The DUP failed to sell the GFA as securing the union (which it did). Instead, SF cleverly packaged it as a nationalist victory, telling us we could now be Irish. I don’t know about you, but I did not need an agreement with Britain to tell me I was Irish. It also told my Protestant neighbour (since deceased) across the fields that he was British, even though he had never been to Britain in his life.

So under the GFA, the stone ditch where our ground met his ground became another internal partition of Ireland.

The agreement said my neighbour’s interests would be protected by Tony Blair, whom many regard as a war criminal. My interests would be protected by Bertie Ahern, who was found by the Mahon Report to have “failed to truthfully account” for significant sums in his bank account. Neither government offered to oversee our neighbourliness.

The final flaw lies in the claim that politics is the answer. It would be if we had any. But Stormont’s sectarianism is not the solution. It is part of the problem.

We entered the troubles in 1969 in a well funded welfare state, with nationalised industries. We emerged 25 years later into a Thatcherite, post-welfare society, with many public services privatised. Nobody raised the basic political question about which of those two societies we might establish. Instead all our parties slipped quietly into Thatcherism, concealed with sectarianism.
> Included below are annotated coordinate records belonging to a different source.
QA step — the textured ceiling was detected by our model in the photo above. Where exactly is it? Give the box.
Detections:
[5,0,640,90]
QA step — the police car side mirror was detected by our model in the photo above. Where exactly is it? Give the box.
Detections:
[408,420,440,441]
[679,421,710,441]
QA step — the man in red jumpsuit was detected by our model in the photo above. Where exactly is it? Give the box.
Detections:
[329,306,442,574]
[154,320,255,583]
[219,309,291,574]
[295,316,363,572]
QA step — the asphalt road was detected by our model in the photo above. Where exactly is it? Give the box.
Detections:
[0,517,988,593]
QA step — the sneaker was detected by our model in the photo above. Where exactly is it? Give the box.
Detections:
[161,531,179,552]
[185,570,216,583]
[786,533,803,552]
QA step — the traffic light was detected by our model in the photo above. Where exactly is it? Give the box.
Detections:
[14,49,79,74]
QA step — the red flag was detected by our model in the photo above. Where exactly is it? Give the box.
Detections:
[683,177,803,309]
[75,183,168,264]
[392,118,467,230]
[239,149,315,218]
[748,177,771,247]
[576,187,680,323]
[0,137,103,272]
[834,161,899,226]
If politics is the answer, why can’t we have some?

When Kerry footballers were repeatedly winning all-Irelands in the 1980s, a journalist seeking a quote on a forthcoming all-Ireland final was told by one player, ”Just put me down for whatever I said last year.” If loyalist trouble breaks out again, just put the parties down for whatever they have been saying for the past 50 years - just more empty words.